のんびりした下町ならではの、ストレスのない日々なんでしょうね。
by 道ばた猫 2022-09-02 10:59
>シーマンさん
私も、最初に見たとき、「なんて愛らしい!」とびっくりしました。
あごの手術もしているのに、美貌衰えず。

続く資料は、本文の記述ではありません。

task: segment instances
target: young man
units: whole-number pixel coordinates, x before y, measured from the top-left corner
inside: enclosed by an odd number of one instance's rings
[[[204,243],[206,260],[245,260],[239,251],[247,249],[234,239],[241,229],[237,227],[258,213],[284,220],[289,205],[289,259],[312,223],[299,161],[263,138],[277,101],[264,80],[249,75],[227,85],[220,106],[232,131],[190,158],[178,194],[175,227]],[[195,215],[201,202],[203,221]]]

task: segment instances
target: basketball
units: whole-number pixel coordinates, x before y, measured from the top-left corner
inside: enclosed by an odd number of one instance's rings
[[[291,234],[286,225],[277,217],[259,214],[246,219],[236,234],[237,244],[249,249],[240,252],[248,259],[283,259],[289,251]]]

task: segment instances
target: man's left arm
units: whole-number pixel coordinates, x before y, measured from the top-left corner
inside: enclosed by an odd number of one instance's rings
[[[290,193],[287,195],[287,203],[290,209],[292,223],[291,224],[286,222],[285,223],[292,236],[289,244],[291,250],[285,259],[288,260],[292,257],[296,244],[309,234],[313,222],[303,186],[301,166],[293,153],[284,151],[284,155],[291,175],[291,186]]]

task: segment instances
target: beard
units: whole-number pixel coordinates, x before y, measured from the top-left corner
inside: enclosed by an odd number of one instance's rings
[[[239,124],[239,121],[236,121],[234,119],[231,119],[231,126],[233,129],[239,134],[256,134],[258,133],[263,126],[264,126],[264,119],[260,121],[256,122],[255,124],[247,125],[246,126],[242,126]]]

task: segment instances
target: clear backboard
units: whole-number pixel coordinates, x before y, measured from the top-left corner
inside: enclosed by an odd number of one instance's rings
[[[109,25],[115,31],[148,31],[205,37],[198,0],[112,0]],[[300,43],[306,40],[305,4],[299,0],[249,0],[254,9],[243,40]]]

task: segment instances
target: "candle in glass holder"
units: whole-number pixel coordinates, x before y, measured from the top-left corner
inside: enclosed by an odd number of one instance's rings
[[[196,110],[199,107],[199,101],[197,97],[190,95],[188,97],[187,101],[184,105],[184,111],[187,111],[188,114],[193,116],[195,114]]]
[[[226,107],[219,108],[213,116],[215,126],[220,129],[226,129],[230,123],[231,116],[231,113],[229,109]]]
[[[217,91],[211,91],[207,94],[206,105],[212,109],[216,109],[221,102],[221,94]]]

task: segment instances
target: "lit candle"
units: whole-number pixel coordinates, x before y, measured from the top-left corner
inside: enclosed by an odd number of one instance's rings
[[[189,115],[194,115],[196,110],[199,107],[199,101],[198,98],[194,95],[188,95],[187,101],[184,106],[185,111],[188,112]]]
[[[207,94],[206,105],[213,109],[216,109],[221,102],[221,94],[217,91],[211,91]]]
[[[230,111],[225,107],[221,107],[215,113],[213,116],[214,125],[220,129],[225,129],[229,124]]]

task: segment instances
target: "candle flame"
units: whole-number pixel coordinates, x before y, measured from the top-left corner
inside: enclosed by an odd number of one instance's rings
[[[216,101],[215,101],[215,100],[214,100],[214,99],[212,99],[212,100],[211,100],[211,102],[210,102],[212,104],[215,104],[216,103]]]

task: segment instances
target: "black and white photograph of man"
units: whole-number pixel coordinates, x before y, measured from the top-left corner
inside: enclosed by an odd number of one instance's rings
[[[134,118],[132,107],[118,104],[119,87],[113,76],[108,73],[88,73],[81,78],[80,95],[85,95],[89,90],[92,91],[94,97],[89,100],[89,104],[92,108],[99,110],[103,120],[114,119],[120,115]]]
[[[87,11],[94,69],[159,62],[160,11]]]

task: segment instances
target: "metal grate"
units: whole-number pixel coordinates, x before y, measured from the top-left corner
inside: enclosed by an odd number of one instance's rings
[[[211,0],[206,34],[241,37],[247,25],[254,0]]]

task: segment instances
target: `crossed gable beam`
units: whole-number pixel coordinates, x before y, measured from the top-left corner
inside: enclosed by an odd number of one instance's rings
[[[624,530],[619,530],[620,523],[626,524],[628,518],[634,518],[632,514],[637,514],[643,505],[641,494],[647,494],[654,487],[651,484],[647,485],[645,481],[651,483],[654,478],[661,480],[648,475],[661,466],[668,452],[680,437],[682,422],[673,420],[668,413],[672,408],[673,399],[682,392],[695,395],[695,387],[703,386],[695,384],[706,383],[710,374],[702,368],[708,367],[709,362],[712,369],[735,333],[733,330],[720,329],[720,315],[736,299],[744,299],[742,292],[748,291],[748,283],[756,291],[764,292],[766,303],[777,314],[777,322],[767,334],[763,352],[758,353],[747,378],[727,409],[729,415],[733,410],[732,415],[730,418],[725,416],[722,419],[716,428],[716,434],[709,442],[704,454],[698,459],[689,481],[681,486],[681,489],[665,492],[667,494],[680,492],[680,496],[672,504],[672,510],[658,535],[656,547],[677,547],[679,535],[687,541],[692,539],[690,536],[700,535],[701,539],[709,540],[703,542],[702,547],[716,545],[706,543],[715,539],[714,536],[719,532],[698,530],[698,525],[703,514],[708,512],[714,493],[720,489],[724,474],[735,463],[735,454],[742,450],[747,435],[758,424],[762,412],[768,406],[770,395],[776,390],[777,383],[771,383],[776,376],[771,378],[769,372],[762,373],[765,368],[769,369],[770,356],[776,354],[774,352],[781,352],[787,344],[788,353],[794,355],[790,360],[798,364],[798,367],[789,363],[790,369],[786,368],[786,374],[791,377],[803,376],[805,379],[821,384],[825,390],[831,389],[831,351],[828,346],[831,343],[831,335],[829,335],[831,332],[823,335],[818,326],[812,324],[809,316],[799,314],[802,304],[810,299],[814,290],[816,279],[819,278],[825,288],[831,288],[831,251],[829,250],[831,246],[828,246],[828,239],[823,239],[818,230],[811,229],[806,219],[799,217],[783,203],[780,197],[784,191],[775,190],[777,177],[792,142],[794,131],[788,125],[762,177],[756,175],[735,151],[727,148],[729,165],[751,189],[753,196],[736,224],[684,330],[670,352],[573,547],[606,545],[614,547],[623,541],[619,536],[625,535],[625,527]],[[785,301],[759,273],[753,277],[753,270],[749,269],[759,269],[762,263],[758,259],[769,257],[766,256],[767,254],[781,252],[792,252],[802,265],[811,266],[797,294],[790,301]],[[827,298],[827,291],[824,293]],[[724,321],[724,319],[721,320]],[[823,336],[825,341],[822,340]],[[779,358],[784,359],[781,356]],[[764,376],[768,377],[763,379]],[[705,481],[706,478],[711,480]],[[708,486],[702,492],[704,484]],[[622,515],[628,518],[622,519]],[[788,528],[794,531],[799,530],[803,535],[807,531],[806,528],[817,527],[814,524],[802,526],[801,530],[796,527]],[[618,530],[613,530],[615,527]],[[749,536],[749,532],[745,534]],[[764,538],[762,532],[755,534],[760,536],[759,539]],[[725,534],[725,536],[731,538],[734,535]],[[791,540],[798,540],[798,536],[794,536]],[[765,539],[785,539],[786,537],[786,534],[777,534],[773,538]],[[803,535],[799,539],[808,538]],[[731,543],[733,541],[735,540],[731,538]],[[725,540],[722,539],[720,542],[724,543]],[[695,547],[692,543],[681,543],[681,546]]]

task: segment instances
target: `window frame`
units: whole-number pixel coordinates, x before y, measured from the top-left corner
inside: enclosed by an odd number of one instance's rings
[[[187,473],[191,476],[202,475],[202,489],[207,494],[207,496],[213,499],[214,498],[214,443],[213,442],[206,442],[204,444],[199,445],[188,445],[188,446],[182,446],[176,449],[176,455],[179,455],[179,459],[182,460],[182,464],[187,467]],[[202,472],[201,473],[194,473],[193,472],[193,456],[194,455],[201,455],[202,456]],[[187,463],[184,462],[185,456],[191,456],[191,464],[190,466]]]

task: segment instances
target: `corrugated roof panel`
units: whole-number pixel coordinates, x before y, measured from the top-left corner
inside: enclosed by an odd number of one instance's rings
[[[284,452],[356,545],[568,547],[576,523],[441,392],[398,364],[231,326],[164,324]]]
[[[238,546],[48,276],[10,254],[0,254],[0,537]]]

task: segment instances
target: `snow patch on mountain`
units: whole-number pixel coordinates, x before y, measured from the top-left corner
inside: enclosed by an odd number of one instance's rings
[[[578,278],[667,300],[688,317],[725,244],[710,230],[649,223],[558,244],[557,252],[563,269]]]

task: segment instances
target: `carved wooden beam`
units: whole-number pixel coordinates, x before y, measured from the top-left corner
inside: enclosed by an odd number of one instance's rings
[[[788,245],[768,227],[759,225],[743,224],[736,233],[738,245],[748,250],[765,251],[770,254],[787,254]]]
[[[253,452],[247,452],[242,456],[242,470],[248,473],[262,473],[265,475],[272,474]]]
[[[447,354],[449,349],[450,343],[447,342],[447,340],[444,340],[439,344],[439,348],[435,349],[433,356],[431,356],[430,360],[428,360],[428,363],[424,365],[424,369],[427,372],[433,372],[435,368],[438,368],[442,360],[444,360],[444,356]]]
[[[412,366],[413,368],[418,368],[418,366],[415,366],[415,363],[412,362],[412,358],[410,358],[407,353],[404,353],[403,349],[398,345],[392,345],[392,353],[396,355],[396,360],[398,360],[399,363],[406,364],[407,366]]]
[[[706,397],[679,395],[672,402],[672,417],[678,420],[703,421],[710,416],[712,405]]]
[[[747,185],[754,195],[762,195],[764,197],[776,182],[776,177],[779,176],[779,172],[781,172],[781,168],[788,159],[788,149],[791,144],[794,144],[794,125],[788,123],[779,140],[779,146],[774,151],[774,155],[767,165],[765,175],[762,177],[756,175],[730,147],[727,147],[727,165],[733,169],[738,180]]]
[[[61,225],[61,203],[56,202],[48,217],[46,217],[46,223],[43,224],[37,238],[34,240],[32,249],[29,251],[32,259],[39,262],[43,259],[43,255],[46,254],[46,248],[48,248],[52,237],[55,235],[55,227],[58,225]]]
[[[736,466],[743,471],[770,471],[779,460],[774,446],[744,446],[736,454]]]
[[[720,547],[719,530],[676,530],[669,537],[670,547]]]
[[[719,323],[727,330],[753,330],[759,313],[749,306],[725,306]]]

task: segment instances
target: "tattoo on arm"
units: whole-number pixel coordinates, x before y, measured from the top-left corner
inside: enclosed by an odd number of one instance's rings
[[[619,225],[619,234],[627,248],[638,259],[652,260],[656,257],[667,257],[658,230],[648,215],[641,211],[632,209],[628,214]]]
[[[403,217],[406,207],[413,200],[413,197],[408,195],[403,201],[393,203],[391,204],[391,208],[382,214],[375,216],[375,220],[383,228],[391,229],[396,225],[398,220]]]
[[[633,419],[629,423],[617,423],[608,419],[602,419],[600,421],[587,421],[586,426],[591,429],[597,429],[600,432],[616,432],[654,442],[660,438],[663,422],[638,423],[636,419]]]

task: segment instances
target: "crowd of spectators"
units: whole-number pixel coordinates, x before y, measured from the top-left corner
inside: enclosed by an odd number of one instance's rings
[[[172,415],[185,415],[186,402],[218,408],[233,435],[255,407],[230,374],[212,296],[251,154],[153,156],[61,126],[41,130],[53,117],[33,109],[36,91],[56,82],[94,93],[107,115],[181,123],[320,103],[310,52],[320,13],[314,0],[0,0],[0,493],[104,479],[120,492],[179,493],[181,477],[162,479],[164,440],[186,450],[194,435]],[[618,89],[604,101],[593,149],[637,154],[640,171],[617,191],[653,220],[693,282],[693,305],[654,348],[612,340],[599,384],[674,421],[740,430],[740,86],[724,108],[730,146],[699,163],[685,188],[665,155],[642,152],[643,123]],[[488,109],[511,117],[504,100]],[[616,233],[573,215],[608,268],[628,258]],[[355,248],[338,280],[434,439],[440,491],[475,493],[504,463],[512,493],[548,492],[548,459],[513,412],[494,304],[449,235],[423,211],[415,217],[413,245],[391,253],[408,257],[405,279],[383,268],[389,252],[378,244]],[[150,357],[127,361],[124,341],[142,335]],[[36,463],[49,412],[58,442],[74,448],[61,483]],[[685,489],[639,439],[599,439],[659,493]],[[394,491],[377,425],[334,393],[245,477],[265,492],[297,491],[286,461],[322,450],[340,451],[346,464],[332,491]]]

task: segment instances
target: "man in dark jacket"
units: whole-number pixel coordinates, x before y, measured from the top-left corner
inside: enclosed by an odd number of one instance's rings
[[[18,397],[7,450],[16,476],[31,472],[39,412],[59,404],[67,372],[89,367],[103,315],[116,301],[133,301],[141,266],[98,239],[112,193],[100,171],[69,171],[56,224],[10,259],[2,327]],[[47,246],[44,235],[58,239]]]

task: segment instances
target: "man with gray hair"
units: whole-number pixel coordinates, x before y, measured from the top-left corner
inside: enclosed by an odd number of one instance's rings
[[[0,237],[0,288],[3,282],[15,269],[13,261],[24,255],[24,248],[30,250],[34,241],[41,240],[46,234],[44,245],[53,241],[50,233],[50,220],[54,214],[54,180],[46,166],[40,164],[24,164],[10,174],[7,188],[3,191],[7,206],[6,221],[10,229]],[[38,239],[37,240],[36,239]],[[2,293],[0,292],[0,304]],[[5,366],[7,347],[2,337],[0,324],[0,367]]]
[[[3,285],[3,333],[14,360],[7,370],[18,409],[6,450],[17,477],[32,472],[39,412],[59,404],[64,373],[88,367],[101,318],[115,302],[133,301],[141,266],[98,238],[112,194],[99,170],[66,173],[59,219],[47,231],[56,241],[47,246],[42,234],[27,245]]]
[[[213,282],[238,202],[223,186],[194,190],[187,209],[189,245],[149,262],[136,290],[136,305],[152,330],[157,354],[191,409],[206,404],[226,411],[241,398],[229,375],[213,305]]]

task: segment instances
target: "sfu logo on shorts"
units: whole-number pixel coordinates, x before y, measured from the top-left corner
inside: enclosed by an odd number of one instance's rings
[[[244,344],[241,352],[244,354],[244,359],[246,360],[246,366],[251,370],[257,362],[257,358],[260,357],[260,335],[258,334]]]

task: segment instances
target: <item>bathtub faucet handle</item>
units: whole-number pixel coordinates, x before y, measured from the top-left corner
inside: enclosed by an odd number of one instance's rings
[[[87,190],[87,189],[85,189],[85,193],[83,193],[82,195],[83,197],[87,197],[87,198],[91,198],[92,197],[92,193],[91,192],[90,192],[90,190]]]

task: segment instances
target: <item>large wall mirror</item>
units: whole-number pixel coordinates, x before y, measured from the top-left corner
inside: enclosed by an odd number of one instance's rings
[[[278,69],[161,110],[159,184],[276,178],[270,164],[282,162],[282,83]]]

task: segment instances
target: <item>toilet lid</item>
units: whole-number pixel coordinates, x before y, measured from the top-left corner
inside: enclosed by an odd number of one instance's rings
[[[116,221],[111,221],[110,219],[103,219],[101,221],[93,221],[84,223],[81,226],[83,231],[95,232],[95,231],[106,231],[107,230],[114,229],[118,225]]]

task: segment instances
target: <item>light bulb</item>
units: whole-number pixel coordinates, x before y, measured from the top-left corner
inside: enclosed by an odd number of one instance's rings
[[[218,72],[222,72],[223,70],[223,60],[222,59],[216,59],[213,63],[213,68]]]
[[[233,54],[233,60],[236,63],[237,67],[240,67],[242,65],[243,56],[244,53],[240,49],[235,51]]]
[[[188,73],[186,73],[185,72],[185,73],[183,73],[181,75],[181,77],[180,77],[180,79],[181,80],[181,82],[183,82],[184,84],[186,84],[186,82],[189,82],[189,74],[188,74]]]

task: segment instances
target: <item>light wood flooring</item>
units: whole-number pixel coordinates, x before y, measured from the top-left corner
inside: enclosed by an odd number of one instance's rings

奇跡の22歳!
by 道ばた猫 2022-09-02 11:01
>ペンギンさん
子猫の時は子猫の可愛さ、年寄り猫は年寄り猫の可愛さがありますが、
メロンちゃんに関しては、愛らしさは全くおんなじのような。
by 道ばた猫 2022-09-02 11:03
>ヤンヤンさん
さぬき姫ちゃん、「ずっと面倒見るからね」とお母さんが言ってるよ。
だから、さぬきちゃんも、しっかり長生きしてね!!
by 道ばた猫 2022-09-02 11:04
>ともさん
弱い子を、ノラ母さんが人間に託すという話は、何度も聞いたことがあります。
猫は、ひとめで、信じられる人を見分けるんですね。
by 道ばた猫 2022-09-02 11:06
>あべんぬさん
町内で3回目の引っ越しをしてきた猫がうちにもいました(どこの猫か知らずに迎えました)。うちの前を通りかかったご夫婦が、庭先で日向ぼっこしていた猫を見て「トラ、生きてたのか!!」と仰天していたので、発覚。当時トラは21歳で、22まで生きました。
by 道ばた猫 2022-09-02 11:11
>ぴっころさん
シニアや、障害を持った子が大切にされていると、本当にうれしいですね!!
あ、性格に難ありの子や、なつかない子もね(笑)
by 道ばた猫 2022-09-02 11:13
>Y.Mさん
愛されて暮らしている安心感って、猫の顔に出ますよね。
お年を召しても病を得ても、このお顔。さぞ安心しているのでしょうね
by みちばたねこ 2022-09-02 16:42
>ruinekoさん
モモちゃんも、その後ずっと預かることになったワンちゃんも、戸田さんに愛されて今は天国。
それぞれのしあわせな犬猫生。
by 道ばた猫 2022-09-02 16:45
>ハルさん
はい、うちの子も、私も(笑)、可愛いおばあちゃんになるべく、メロンちゃんにあやかりたいです!!
名前がまず可愛すぎですよね~。